Preschool Health and Safety Matters gives teachers several ways to prevent the spread of germs in their classroom through handy tips and advice focused on making the preschool classroom healthy and safe for everyone.
Use these tips to prevent the spread of germs in your classroom:

The most effective way to prevent the spread of disease is with frequent and thorough handwashing throughout the day. Children should wash their hands at the following times:
• When they arrive at the early childhood setting
• Before and after meals, snacks, or food activities
• After outside play
• Before and after playing with art or sensory materials such as water, sand, or modeling clay
• After toileting or diapering
• After sneezing or blowing their nose
• After playing with animals or pet supplies
• Any time their hands appear dirty

Adults should also wash their hands at the times listed above, as well as:
• Before and after handling food or bottles
• Before and after giving medications or performing medical procedures
• Before and after diapering or assisting with toileting
• After wiping noses
• Before and after giving first aid
• After cleaning up spills

Cleaning, Sanitizing, and Standard Precautions
• Cleaning and disinfecting is essential. Although “cleaning” and “sanitizing” are sometimes used interchangeably, they involve different processes, solutions, and results. In fact, it is not possible to clean and sanitize at the same time.
• While cleaning removes dirt and can make surfaces appear to be clean, cleaning with detergent is not effective for removing germs. After cleaning, the sanitizing process (or disinfecting) is what kills bacteria, viruses, and fungi.
• The Centers for Disease Control and Prevention (CDC) states that a bleach-and-water solution of 1 tablespoon household bleach to 1 quart water effectively kills germs. Wet the surface with the solution and allow to air dry. Mix a fresh bleach solution each day to maintain effectiveness, and store in a clearly labeled spray bottle out of children’s reach.

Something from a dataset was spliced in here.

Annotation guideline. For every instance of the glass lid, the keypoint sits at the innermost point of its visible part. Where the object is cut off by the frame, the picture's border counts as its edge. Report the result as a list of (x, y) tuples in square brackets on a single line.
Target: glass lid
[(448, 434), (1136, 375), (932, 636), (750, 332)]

Recognizing and Responding to Signs and Symptoms of Disease
Deciding when to exclude children due to illness and when they can be readmitted after an illness is one of the most important decisions a child care provider has to make, but it does not have to be the most difficult. Creating a policy that defines these exclusions is beneficial for families and helps you draw that firm line.
In general, there are three reasons to exclude sick children:
1. The child does not feel well enough to participate comfortably in routine activities.
2. The child requires more car than staff is able to provide without compromising the health and safety of the other children.
3. The illness is on the list of symptoms or conditions for which exclusion is recommended, usually because of the chance of spreading.